Patients with cerebral WMH have a poor vascular function profile. This is the first study to undertake a comprehensive evaluation of the function of the vascular tree and its association with cerebral WMH. We identified micro and macro vascular markers that are associated with cerebral WMH. Longitudinal work is required to determine whether modulation of these parameters can slow or even halt progression of cerebral SVD.
Materials and Methods
The study protocol was developed in line with the Helsinki declaration revised 1983. The protocol was approved by the local ethics committee (Southwest local ethics committee, UK). Patients with history of TIA and Stroke were recruited from the TIA clinic and the stroke unit (The Royal Devon and Exeter Hospital). A general population sample (age and gender matched) was recruited from a research register (the Exeter 10,000) of individuals from the Exeter community who volunteered to take partpart in research. This was to generate a study population with a range of cerebral small vessel disease with and without history of TIA/Stroke.

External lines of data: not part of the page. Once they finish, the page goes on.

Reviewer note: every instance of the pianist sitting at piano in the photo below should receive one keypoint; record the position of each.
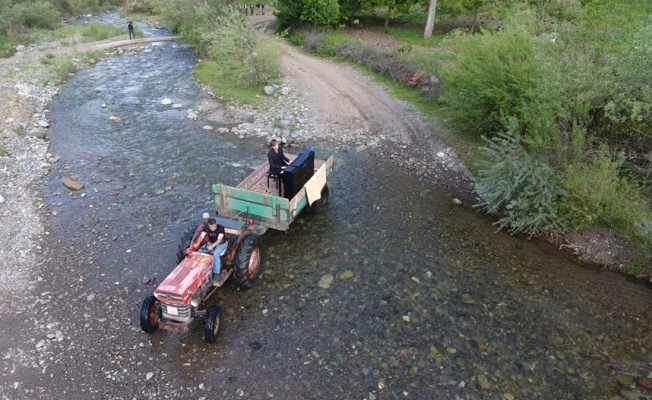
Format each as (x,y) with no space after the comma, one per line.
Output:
(277,160)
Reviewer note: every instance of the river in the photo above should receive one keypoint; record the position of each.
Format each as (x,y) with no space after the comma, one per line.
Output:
(439,305)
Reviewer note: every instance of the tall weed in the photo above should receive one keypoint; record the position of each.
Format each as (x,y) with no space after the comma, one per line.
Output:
(496,75)
(598,196)
(519,186)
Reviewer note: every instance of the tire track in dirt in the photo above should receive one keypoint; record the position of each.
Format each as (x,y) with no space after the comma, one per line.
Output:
(345,98)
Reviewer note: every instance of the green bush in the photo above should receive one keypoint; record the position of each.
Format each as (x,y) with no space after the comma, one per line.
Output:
(518,186)
(497,75)
(95,31)
(259,52)
(629,104)
(63,68)
(598,196)
(328,43)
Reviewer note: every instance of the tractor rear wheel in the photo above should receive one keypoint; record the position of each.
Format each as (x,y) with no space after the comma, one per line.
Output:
(150,314)
(319,205)
(248,260)
(213,323)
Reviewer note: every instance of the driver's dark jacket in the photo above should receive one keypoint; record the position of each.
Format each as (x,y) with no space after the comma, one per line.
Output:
(276,161)
(212,235)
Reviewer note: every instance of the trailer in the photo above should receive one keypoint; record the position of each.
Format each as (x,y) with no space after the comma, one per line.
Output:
(264,201)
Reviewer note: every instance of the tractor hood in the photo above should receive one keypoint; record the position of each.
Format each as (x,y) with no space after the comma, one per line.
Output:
(181,284)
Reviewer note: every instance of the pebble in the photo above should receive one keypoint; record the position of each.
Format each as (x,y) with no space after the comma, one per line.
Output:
(346,275)
(326,281)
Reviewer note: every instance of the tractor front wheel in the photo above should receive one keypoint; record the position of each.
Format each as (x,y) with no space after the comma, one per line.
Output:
(150,314)
(213,323)
(248,261)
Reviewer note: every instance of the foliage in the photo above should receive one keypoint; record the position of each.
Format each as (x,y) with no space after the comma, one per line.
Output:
(317,13)
(519,186)
(598,196)
(223,78)
(257,51)
(498,75)
(33,14)
(415,36)
(8,45)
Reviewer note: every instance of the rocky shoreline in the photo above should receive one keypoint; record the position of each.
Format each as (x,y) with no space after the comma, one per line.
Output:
(23,135)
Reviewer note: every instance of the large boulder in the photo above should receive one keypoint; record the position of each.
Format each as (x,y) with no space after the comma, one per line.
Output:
(72,185)
(9,134)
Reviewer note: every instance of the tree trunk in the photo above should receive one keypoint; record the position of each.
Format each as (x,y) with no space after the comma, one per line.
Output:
(430,22)
(389,13)
(475,19)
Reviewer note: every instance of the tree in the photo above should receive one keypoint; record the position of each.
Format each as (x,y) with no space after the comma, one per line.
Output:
(430,22)
(319,13)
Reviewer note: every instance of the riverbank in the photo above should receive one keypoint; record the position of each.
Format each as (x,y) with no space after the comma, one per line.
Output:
(295,110)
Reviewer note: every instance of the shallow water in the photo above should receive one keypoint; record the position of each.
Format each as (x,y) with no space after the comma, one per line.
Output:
(439,305)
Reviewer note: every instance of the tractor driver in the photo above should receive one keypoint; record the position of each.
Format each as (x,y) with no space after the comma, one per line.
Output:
(216,244)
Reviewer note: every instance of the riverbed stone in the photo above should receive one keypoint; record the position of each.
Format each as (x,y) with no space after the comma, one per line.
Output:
(40,133)
(326,281)
(625,379)
(72,185)
(467,299)
(483,382)
(346,275)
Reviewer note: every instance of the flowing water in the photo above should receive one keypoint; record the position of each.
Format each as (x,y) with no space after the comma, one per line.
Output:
(433,304)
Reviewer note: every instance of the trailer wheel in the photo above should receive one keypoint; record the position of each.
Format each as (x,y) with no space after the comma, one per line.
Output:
(213,323)
(319,205)
(248,260)
(150,314)
(186,238)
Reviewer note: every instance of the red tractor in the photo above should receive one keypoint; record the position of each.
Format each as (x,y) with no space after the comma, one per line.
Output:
(177,300)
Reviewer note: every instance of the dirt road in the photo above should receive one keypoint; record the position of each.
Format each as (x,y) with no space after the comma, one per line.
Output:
(349,105)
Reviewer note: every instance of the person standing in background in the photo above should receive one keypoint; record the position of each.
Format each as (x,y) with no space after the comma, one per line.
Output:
(130,28)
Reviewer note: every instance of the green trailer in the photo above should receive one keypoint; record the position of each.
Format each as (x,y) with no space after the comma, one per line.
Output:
(256,200)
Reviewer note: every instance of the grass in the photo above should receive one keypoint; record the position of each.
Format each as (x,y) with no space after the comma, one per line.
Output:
(466,146)
(62,68)
(223,78)
(89,32)
(414,36)
(8,45)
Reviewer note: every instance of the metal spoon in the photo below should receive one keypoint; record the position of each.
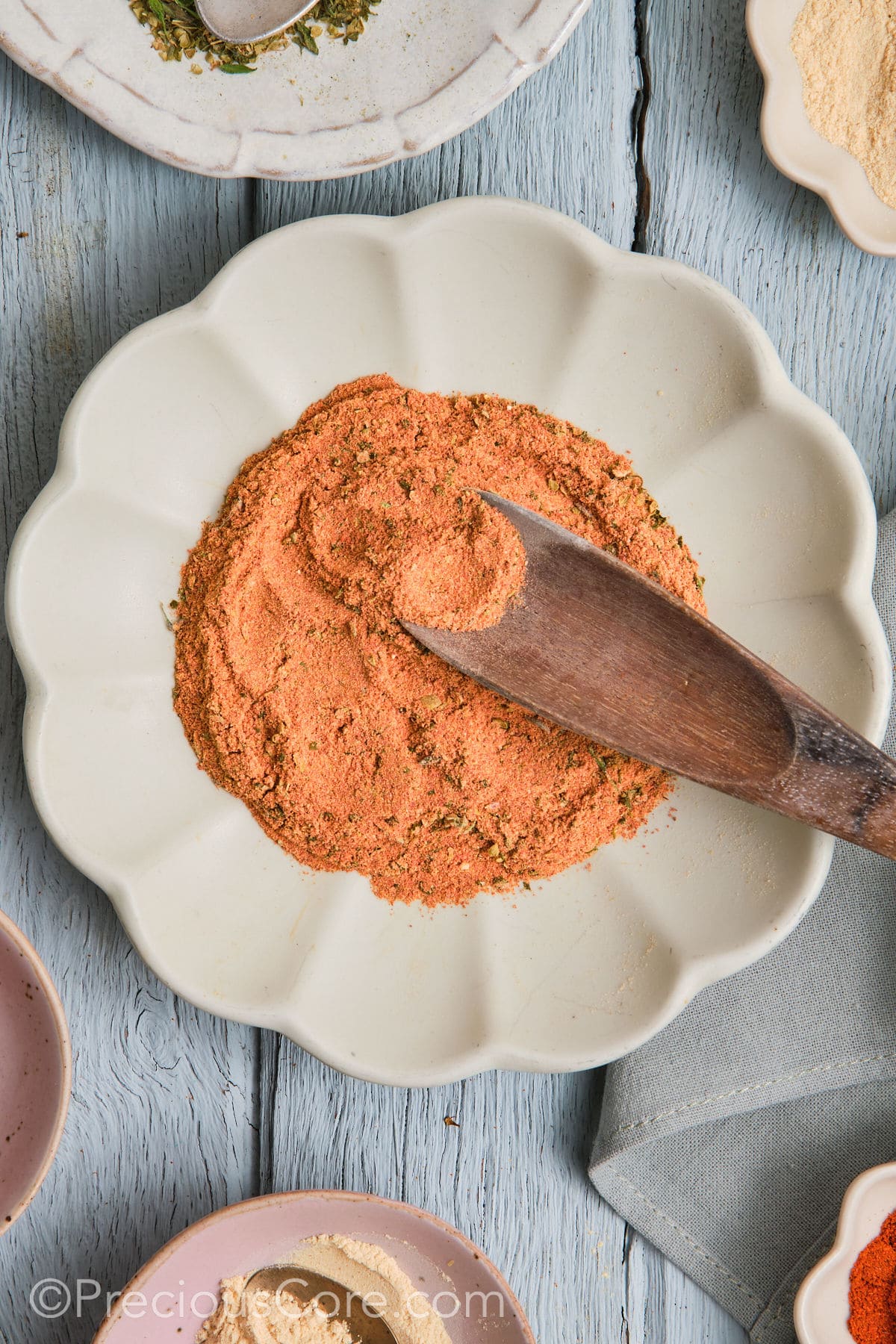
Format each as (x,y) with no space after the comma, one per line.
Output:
(337,1301)
(243,22)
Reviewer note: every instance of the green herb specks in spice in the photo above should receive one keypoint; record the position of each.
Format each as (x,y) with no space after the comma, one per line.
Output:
(179,33)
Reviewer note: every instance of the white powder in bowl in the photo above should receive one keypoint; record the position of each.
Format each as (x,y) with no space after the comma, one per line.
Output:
(847,53)
(276,1319)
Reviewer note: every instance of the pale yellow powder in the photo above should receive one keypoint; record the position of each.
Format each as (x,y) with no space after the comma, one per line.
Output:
(363,1268)
(847,52)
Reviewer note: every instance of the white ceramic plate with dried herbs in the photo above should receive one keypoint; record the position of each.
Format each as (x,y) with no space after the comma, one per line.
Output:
(473,296)
(797,148)
(421,73)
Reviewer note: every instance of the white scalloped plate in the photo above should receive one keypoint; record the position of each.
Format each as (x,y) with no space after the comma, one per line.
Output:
(473,295)
(821,1310)
(423,72)
(797,148)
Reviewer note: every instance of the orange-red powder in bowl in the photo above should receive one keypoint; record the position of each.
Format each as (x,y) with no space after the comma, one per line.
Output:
(301,692)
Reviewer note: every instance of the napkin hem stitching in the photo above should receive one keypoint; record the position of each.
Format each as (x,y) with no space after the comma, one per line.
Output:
(741,1092)
(695,1245)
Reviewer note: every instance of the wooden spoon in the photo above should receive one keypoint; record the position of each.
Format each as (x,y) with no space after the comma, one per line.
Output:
(601,650)
(243,22)
(336,1301)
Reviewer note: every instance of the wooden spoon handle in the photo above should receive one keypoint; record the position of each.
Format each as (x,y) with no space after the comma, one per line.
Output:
(837,781)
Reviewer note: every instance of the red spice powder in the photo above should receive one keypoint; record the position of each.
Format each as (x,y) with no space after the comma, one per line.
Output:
(301,692)
(872,1289)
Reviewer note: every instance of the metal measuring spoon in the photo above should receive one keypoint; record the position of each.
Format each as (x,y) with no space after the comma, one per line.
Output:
(336,1300)
(243,22)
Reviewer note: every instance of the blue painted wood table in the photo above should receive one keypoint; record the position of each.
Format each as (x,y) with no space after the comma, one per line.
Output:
(647,131)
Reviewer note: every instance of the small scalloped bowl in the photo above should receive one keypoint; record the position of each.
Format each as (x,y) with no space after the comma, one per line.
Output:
(35,1073)
(821,1310)
(476,296)
(793,144)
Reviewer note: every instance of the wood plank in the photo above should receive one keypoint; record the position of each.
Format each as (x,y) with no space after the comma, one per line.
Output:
(563,140)
(160,1125)
(514,1176)
(719,205)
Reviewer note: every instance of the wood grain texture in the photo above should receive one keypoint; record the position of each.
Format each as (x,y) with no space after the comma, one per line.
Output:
(718,203)
(173,1112)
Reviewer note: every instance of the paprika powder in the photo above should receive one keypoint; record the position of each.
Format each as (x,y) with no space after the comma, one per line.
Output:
(301,692)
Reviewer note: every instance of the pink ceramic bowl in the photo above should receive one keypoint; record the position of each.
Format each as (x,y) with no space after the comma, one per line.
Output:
(178,1289)
(35,1073)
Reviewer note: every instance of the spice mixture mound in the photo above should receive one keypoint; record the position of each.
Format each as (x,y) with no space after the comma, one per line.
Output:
(301,692)
(179,34)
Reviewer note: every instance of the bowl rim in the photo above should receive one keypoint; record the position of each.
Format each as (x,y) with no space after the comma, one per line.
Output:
(694,974)
(848,1245)
(294,1196)
(570,13)
(18,939)
(848,202)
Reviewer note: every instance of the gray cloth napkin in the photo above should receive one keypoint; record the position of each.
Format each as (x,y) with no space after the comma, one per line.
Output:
(729,1139)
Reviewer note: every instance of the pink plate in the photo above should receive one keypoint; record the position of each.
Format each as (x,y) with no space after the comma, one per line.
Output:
(178,1289)
(35,1073)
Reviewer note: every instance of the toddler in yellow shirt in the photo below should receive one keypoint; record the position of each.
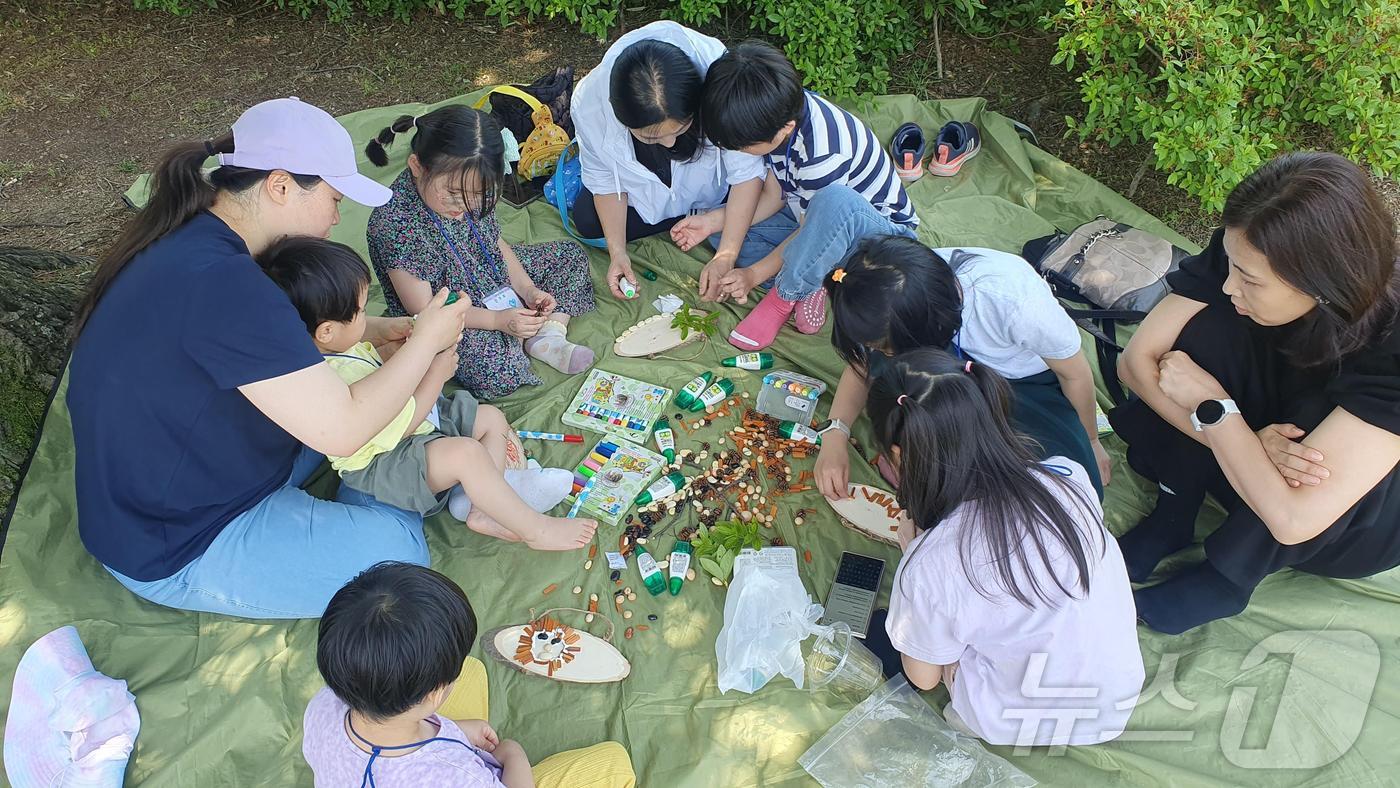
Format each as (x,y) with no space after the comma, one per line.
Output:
(437,449)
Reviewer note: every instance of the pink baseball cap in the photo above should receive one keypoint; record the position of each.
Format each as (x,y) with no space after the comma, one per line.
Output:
(287,133)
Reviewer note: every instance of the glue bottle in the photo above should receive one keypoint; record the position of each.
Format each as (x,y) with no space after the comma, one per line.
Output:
(665,440)
(662,487)
(690,394)
(751,361)
(650,571)
(679,564)
(714,395)
(794,431)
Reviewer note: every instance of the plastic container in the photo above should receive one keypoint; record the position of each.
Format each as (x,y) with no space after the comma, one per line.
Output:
(842,664)
(790,396)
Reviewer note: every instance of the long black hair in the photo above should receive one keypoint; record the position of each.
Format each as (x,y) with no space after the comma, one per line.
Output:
(392,636)
(1327,233)
(452,139)
(179,191)
(895,294)
(951,423)
(654,81)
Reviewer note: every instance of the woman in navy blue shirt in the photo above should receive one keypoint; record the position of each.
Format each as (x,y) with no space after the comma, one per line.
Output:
(199,402)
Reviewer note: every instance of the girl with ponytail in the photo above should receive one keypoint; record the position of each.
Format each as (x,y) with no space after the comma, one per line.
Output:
(199,403)
(440,230)
(1008,577)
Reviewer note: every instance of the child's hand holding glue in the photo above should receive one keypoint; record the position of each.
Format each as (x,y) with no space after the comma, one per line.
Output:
(438,324)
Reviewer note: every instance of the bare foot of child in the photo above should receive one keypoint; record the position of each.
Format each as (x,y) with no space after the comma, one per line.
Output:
(562,533)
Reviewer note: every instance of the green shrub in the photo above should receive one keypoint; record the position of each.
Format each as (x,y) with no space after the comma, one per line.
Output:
(1221,86)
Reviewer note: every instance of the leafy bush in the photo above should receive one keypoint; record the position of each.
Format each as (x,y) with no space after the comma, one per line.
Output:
(1221,86)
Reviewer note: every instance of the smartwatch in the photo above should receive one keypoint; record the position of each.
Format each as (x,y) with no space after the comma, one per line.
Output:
(835,424)
(1211,413)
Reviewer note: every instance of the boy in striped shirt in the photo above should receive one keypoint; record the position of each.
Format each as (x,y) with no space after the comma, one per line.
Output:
(832,182)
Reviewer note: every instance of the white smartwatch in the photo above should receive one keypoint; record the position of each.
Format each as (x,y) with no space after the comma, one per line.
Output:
(835,424)
(1211,413)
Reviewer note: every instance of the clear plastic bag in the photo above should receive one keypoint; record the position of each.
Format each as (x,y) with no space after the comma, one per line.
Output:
(766,616)
(893,739)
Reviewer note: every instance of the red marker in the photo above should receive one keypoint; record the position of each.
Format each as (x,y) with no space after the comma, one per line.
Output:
(550,437)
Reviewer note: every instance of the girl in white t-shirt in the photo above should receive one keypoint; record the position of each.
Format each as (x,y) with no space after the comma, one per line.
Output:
(1011,591)
(895,294)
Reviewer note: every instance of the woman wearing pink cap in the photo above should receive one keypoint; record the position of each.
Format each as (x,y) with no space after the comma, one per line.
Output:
(199,402)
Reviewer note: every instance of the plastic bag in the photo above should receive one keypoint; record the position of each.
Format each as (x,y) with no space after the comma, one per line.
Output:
(893,739)
(766,616)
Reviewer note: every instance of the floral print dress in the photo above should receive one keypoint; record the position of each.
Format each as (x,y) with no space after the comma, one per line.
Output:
(403,237)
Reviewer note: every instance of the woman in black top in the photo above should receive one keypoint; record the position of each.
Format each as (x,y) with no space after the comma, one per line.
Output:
(1270,378)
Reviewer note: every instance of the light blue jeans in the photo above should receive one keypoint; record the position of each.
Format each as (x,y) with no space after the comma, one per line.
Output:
(837,219)
(286,557)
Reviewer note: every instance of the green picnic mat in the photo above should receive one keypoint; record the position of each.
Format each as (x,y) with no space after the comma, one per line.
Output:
(1295,690)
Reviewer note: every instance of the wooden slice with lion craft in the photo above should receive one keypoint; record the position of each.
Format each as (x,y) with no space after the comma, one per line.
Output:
(553,650)
(654,335)
(870,511)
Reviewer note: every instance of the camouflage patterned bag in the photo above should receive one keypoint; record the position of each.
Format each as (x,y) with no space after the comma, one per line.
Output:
(1115,270)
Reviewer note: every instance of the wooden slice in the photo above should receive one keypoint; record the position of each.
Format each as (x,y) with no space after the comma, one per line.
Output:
(553,650)
(653,336)
(868,511)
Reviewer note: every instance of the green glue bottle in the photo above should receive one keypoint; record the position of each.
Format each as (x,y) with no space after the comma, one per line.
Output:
(679,564)
(794,431)
(714,395)
(662,487)
(650,571)
(665,440)
(690,394)
(751,361)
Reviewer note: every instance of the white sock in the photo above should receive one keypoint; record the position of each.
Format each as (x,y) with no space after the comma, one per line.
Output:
(542,489)
(552,347)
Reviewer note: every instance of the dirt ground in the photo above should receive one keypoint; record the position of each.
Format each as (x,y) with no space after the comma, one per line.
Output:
(91,94)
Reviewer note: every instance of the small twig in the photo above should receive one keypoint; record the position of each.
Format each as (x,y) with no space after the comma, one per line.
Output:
(343,69)
(27,224)
(1137,178)
(938,48)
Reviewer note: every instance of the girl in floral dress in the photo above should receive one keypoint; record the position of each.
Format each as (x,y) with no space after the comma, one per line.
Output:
(440,230)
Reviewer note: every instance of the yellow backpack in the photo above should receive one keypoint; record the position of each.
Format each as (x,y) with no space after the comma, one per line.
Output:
(539,151)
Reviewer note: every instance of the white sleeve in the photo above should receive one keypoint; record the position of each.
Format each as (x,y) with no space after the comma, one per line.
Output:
(921,615)
(597,167)
(741,167)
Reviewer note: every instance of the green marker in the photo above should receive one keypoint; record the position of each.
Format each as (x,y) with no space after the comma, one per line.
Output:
(693,389)
(751,361)
(714,395)
(679,564)
(665,440)
(650,571)
(662,487)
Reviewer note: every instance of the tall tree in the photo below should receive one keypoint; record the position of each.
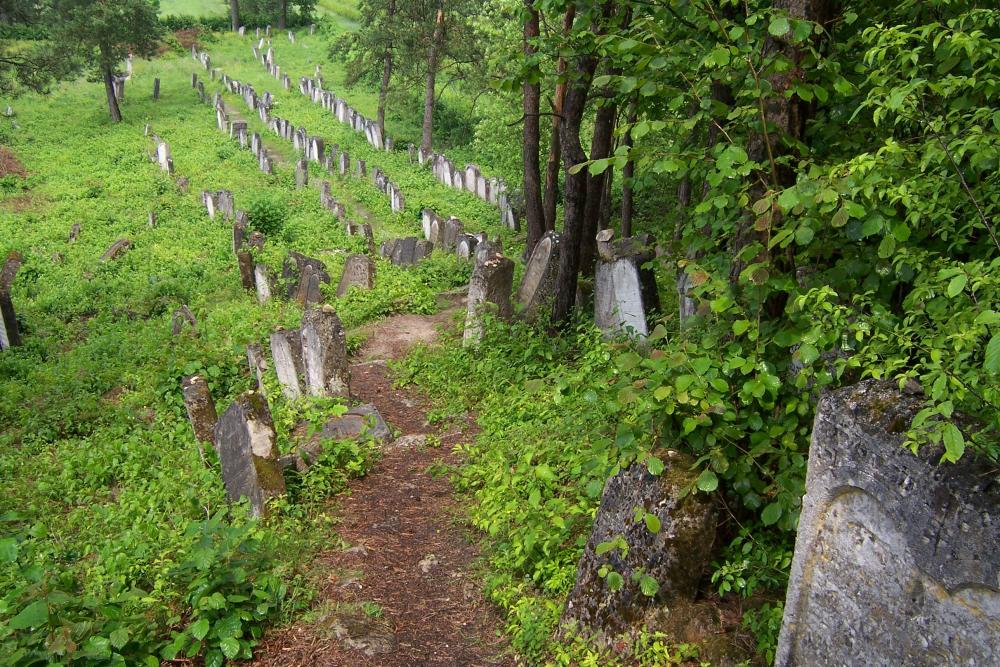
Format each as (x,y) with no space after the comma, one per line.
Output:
(534,215)
(104,33)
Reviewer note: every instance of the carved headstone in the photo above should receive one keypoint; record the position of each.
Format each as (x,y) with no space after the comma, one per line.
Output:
(324,352)
(248,452)
(539,281)
(489,290)
(896,559)
(359,271)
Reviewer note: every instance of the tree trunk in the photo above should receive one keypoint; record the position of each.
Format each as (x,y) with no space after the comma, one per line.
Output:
(534,216)
(432,62)
(628,173)
(600,147)
(383,91)
(575,199)
(109,89)
(552,166)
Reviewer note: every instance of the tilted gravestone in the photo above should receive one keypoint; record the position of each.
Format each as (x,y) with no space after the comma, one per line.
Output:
(248,452)
(539,282)
(359,271)
(324,353)
(674,556)
(489,291)
(624,291)
(896,559)
(286,353)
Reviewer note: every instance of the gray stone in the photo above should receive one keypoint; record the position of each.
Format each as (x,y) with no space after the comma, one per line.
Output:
(896,559)
(539,282)
(489,291)
(324,352)
(624,292)
(286,353)
(674,556)
(248,452)
(359,271)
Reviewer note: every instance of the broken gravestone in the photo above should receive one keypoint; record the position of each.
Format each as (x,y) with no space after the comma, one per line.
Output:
(359,271)
(324,353)
(673,556)
(624,292)
(489,290)
(248,452)
(539,282)
(896,559)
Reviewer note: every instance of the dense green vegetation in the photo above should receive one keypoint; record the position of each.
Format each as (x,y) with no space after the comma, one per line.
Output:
(822,178)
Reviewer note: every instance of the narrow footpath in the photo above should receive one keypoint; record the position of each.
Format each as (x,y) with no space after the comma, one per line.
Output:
(403,592)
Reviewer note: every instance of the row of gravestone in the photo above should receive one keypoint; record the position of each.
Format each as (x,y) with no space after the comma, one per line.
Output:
(311,359)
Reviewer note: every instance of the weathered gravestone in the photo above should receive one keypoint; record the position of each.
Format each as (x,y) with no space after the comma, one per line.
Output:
(489,290)
(248,452)
(359,271)
(539,282)
(324,353)
(624,292)
(896,559)
(674,556)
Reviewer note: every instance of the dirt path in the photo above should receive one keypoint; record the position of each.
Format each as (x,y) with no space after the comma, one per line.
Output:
(403,594)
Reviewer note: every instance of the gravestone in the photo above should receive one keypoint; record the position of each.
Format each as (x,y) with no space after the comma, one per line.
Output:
(117,249)
(286,353)
(324,353)
(674,556)
(896,559)
(301,174)
(539,282)
(248,452)
(200,408)
(359,271)
(624,291)
(489,290)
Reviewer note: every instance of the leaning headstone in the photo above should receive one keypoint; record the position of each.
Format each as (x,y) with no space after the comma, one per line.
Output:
(674,556)
(359,271)
(286,353)
(200,409)
(248,452)
(324,353)
(896,559)
(116,250)
(624,291)
(489,289)
(539,282)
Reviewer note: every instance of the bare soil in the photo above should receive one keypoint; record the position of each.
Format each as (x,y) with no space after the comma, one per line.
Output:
(404,593)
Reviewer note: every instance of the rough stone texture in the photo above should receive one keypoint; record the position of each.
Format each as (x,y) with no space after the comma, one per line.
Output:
(200,407)
(248,452)
(489,290)
(324,352)
(286,353)
(675,556)
(624,292)
(539,281)
(896,559)
(117,249)
(359,271)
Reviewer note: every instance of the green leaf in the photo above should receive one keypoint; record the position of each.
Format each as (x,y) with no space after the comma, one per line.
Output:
(34,615)
(230,647)
(954,443)
(707,481)
(992,363)
(199,629)
(771,514)
(778,26)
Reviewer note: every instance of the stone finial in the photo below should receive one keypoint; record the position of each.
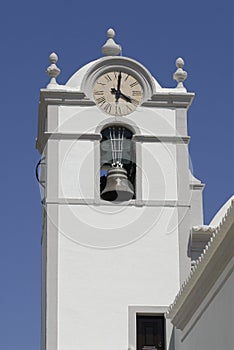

All participants gave written, informed consent and completed a questionnaire on demographics, medical history, medications and lifestyle behaviours. Participants who had a known contraindication for MRI were excluded from the study. Anthropometry including height, weight, ankle brachial pressure index (ABPI) and waist hip ratio was measured according to a standard protocol. Blood and urine samples were analysed by the on-site laboratory, which is a member of the appropriate UK National Quality Assessment Scheme.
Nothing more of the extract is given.